GOOD MORNING POU!
We continue our series on African-American Owned Resorts.
EUREKA VILLA/VAL VERDE
“The Black Palm Springs”
(From BlackPast.org)
In 1924 a group of prominent Los Angeles African Americans, led by actor and real estate developer Sidney P. Dones and including Norman O. Houston, Joe and Charlotta Bass, Hattie S. Baldwin among others, bought 1,000 acres in Santa Clarita Valley forty miles north of the city to build a vacation resort for African Americans. These investors, who called their proposed community Eureka Villa, envisioned a resort area of cabins located on half-acre lots, free from the prejudices and restrictions of the city. The resort featured a community house, tennis courts, baseball fields, hiking trails and a nine-hole golf course. It was an immediate success with buyers from nearby states, and as far away as Chicago and Cleveland, buying lots and planning to build permanent residences. While Eureka Villa was never exclusively African American, they were the predominant owners of the restaurants, inns and stores in the area.
In 1939 the residents changed the name of their resort community back to Val Verde (Spanish for Green Valley), the
original name of a nearby gold-rush boom-town. In June 1940 actress Hattie McDaniels presided over the opening of a $125,000 Olympic-sized pool complete with a bathhouse built with the assistance of the WPA. That same year a beauty contest was held for young women where “you don’t have to be beautiful in the usually accepted way, for the girls will be judged for Negroid type.”

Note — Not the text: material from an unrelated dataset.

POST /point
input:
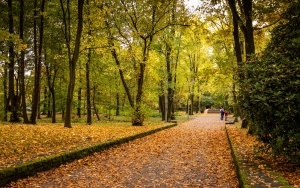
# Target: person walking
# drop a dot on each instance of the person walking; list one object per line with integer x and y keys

Through the years jazz bands played at the community center, visitors rode horses through the surrounding hills, and thousands of picnickers and vacationers summered and wintered there. Bill “Bojangles” Robinson helped establish a church and James Earl Jones, Sr., raised horses on a ranch nearby. In 1947, 18,000 people, mostly African American, visited Val Verde for Labor Day. Soon afterwards it was nicknamed “The Black Palm Springs.” Val Verde flourished as a retreat until the Civil Rights era brought long-overdue access to Los Angeles’ housing, pools and beaches.